Thursday, October 29, 2009

Price controls at agros?

AP reports that price controls may be instituted at farmers markets, citing producers, vendors, and consumers who were told by the Communist Party – not the ministry in charge – that the new policy would take effect November 1.

Now it’s apparently postponed until January 1 due to strong adverse reaction, including from consumers who seem to understand that price controls would threaten supply.

The government would do better to put this policy in the category of those that are studied forever and don’t see the light of day.


Anonymous said...

An article in Progreso Weekly, ( by Aurelio Pedroso, hints that the sale of pork for Christmas will be handled by cooperatives, not by individuals. Presumably, cooperatives don't charge as much as individuals and have better distribution. (Or am I misreading the hint?) Here's the text:
"A private salesman authorized by the government to sell pork told a friend of mine that he has been forbidden to do it during the month of December. [...] The word is that, beginning on Dec. 1, cooperatives will go into action. Let us look forward to that development, which ranks as a national security issue, because pork for the holidays is a serious matter."

Anonymous said...

Looks like Fidel and Raul need the new Mercedez model for this upcoming Christmas. What's new? Really, what's new here, boys and girls?

leftside said...

What is the biggest problem with the Agros? Ask almost anyone and they will tell you the prices are too high (link is a relevant JR article from last year). They are out of alignment with most incomes. How dare the Government try to lower prices so everyone can buy at the agros!

The Government has said its aim is to align food prices with incomes. I am sure our host, like any good market liberal, will tell you the only solution to high prices is increasing supply. Well supplies will be expected to be dramatically increased soon, with the decline of the State cafeterias. But in the case of Cuba, the price distortions are so big that supply would have to go through the roof - a huge effort resulting in massive waste. Focusing on supply does nothing to address the waste and layers of middlemen profit that increases prices as well.

Cuba has been looking at what to do with the Agros for a while. Even with overflowing supply, the Agros have proven impossible to serve all, or even half, of Cubans. It serves those with access to hard currency, mostly. That kind of basic inequality is not what Cuban socialism was built on, nor what it stands for. Even if some production must suffer, Cuba is making up for that in other ways (more producers, more space for farmers, more help, decentralization, more land, etc.).

It is also worth nothing the "facts" in this AP report are based on speculation based on the word of some disgruntled folks standing to have their profits decline. How exactly is the profit going to be squeezed? Is the State going to take over more roles? Are the legal middlemen (allowed to make 27% profit) going to get put out of business? Are the producers or sellers going to take the bigger hit, etc., etc?

Anonymous said...

"What is the biggest problem with the Agros? Ask almost anyone and they will tell you the prices are too high..."

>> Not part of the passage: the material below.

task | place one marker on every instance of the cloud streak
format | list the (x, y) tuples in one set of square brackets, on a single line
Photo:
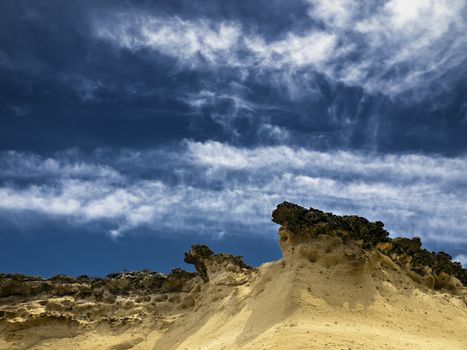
[(388, 47), (218, 189)]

Correct, which is why the government is doing its best to "solve" the problem by outlawing the growth, transport and sale of food. Just another lesson for other needy nations to follow, eh?

Hey, Lefty, did you hear that in Venezuela they are beginning to ration electricity and water? Does this system sound familiar, and do you think the Venezuelans roll over and play dead?

leftside said...

by outlawing the growth, transport and sale of food.

Ummm... no. Only the high price of food is being regulated.